Amendement (sans numéro) — ARTICLE PREMIER
Dispositif
I. – À la troisième phrase de l’alinéa 5, après le mot :
« autoroutières »,
insérer les mots :
« ou à la gestion en régie publique des autoroutes ».
II. – À la dernière phrase du même alinéa, après le mot :
« spécifiques »,
insérer les mots :
« à l’exploitation en régie publique des autoroutes ou ».
Exposé sommaire
Cet amendement vise à garantir la neutralité de l’article 1er quant au modèle de gestion du réseau autoroutier actuellement concédé à l’échéance des concessions historiques, attendue entre 2031 et 2036.
Dans sa rédaction issue du Sénat, l’alinéa 5 affecte au financement des infrastructures de transport les « recettes publiques spécifiques aux concessions autoroutières ». En rattachant la ressource à l’existence même des concessions, cette formulation présuppose le maintien du régime concessif. Elle conduirait, si le législateur décidait de ne pas renouveler les concessions au profit d’une gestion en régie publique tout en maintenant un péage, à priver de base légale l’affectation de ces recettes. Celles-ci ne seraient alors plus des recettes de concessions, mais des recettes perçues directement ou par une société à capitaux publics.
Or l’article a vocation à s’appliquer dès la première loi de programmation suivant l’entrée en vigueur de la loi, soit potentiellement avant que le choix du modèle post-concession ne soit arrêté. Maintenir une rédaction visant les seules concessions reviendrait à orienter implicitement ce choix vers leur renouvellement, alors qu’il appartiendra aux décideurs publics qui seront aux responsabilités de le trancher en pleine connaissance des options disponibles.

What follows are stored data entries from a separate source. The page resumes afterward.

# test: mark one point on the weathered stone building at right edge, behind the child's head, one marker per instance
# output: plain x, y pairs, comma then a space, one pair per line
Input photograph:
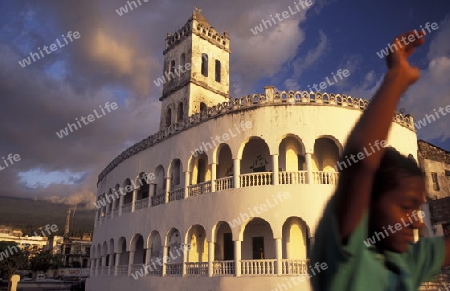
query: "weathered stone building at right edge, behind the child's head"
435, 162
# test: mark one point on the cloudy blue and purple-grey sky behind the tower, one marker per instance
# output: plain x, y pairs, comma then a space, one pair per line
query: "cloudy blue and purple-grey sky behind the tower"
116, 58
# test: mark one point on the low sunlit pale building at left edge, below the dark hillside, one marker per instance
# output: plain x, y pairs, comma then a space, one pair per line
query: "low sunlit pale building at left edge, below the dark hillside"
15, 235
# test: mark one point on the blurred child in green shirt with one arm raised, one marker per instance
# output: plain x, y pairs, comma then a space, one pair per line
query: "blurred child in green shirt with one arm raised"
383, 190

Cet amendement complète donc l’alinéa 5 pour viser, à parité, la gestion en régie publique des autoroutes comme le régime concessif. Cette rédaction n’exclut ni ne privilégie aucun modèle. Elle préserve l’intégralité des options ouvertes aux futurs décisionnaires – renouvellement des concessions, société publique nationale ou régie directe – tout en sécurisant, dans tous les cas, l’affectation de la ressource au financement des infrastructures de transport.